Japanese financial newspaper, Nikkei Shimbun, reported that the carmaker may look to shut a plant in Barcelona and switch some of its production to Sunderland as it considers steps to cut global vehicle production by around 20%.
The Nikkei reported that the Alliance partners may also shift production to France, from the Spanish plant, as part of cost cutting measures.
Sunderland currently has spare capacity following the end of Infiniti Q30 and QX30 crossover production last year.
Nissan’s described reports about Renault production at the plant as “speculative”, but said that the company would be making an announcement on production changes later month.
“On May 14, 2020, the Nikkei Shimbun published a speculative story on Nissan’s future production strategy,” the Japanese carmaker said.
“Nissan has not made any official statement on this subject. Nissan’s mid-term planning is in progress and has not been concluded yet.

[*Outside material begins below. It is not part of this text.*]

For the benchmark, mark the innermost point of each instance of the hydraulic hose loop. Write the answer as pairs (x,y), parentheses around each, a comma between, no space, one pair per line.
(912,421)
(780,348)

“As announced earlier, Nissan will announce a revised mid-term plan along with fiscal year 2019 financial results on May 28.”
Nissan announced last year that it would reduce global production by 10% and cut around 12,500 jobs worldwide.

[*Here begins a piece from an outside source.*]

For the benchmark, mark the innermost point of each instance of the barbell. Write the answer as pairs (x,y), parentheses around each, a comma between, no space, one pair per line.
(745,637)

Vehicle production at the Sunderland plant was suspended in March as a result of the COVID-19 coronavirus crisis.
Nissan is looking at a phased resumption of production at the start of June, according to reports in Newcastle’s Evening Chronicle newspaper.
Back in February AM reported on a Financial Times article which claimed that Nissan had drawn up a Brexit contingency plan which would see it close European manufacturing plants but drive UK market share to 20% with Sunderland-built products.
The newspaper reported the plan would include a withdrawal from mainland Europe and a “doubling down” of its UK operations in the event that imports were hit by World Trade Organisation (WTO) tariffs.
It said that two sources from within the OEM were said to have been part of the discussions, which the publication tempered with the assertion that the plans were made before Makoto Uchida’s appointment as Nissan chief executive in December.
The FT’s report said that Nissan would use its Sunderland plant to leverage a competitive advantage in the UK as other large-scale importers, including Volkswagen and Ford, were potentially hit with import tariffs.
Nissan denied existence of the contingency plan in a statement issued to the publication at the time, however.
It stated that “the fact remains that our entire business, both in the UK and in Europe, is not sustainable in the event of WTO tariffs”.